Le modiste qui se moque du brexit
Stephen Jones a fait ses premiers pas sur la scène parisienne en 1983, avec Jean Paul Gaultier et Thierry Mugler. Il a multiplié ensuite les collaborations avec les maisons parisiennes ou défilant à Paris. Sa création revêt alors une dimension très différente, car il ne s’agit plus de penser l’accessoire pour lui-même, en l’inscrivant dans le thème choisi pour chaque saison. Le modiste plonge dans l’univers d’un autre créateur, doit suivre sa pensée, sa vision. Il imagine alors le chapeau comme ponctuation d’une silhouette, au coeur d’une collection. Le travail avec chaque couturier prend des formes très variées, mais Stephen Jones parvient à s’adapter à chaque interlocuteur pour réaliser l’accessoire attendu… sans jamais négliger de créer la surprise !
L’exposition explore plus particulièrement le lien que l’artiste entretient avec Paris, la culture française et la couture parisienne. Son arrivée dans la capitale et sa collaboration avec les maisons parisiennes ont en effet bouleversé sa vision de la mode et sa création. L’attachement à Paris transparaît à travers ses propres collections, par les sources d’inspiration et les thématiques choisies : symboles de Paris et de l’histoire de France, image de la parisienne, hommage aux couturiers français…

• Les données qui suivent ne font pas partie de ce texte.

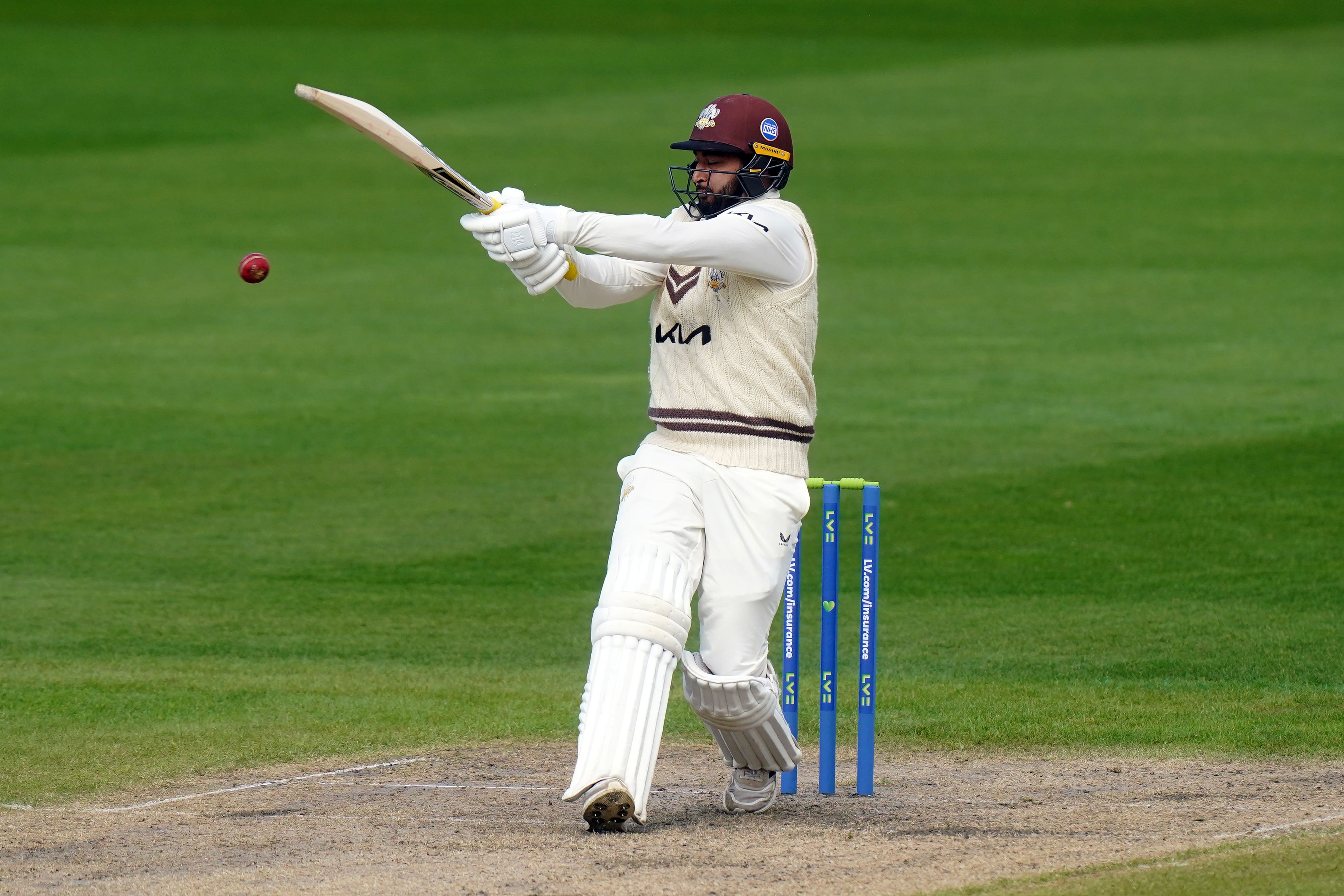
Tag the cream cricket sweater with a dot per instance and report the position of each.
(730, 367)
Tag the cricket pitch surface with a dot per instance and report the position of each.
(490, 821)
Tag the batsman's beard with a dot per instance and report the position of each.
(709, 205)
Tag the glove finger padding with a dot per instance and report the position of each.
(550, 276)
(538, 268)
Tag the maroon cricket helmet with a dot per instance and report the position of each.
(744, 125)
(741, 124)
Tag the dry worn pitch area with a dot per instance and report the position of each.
(490, 821)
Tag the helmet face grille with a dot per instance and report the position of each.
(754, 178)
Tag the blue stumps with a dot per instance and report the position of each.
(789, 669)
(869, 635)
(830, 640)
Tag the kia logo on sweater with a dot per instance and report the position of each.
(674, 335)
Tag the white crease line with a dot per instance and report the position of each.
(260, 784)
(372, 784)
(1292, 824)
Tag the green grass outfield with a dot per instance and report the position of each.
(1082, 299)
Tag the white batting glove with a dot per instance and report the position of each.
(545, 272)
(517, 236)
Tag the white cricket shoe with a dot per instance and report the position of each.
(608, 806)
(751, 791)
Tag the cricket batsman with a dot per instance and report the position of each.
(713, 498)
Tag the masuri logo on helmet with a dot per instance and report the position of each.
(737, 120)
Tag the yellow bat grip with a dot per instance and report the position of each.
(570, 275)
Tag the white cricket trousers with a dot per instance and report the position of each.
(686, 524)
(734, 528)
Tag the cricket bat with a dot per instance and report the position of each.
(372, 121)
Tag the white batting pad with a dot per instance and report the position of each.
(639, 629)
(744, 715)
(647, 594)
(621, 718)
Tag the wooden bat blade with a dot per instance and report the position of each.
(376, 124)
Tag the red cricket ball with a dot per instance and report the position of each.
(253, 268)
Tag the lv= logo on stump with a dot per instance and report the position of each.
(830, 653)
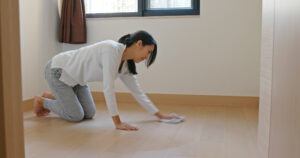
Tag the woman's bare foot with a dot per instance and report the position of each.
(38, 107)
(48, 95)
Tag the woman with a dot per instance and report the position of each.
(68, 73)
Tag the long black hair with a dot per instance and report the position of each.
(146, 39)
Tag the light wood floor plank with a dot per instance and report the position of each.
(210, 131)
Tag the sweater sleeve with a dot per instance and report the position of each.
(132, 84)
(109, 71)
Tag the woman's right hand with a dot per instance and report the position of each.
(126, 126)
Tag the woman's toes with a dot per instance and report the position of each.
(37, 106)
(48, 95)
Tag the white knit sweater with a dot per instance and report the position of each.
(100, 62)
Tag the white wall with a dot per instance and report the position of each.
(39, 26)
(279, 113)
(216, 53)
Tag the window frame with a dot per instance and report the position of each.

Riche de près de 400 oeuvres, l’exposition réunit plus de 170 chapeaux, des archives du modiste (dessins préparatoires, photographies, extraits de défilés…) ainsi qu’une quarantaine de silhouettes complètes avec vêtements et chapeaux. Ces « looks » témoignent des liens de fidélité de Stephen Jones avec les plus grandes maisons, en particulier la maison Christian Dior, avec laquelle il collabore depuis près de trente ans. Devenu le plus « frenchy » des modistes anglais, ce personnage incontournable de la mode parisienne lui a insufflé toute sa créativité et son audace. On découvre à partir de cet « accessoire » que finalement, le créateur a un champ des possibles plus large que le designer ou la couturier, car il peut jouer sur les formes et sur des possibilités de matières infinies. Même si on regrettte un peu que, comme pour ‘exposition Collectionneur d’Alaïa, le parti pris graphique du musée est de créer des espaces tout noir, la disposition à la fois des créations de l’artiste et des ensembles ou le chapeau vient comme ponctuation de la silhouette est pleine de diversité et libère à tout instant la forte énergie créatrice de ce modiste à découvrir.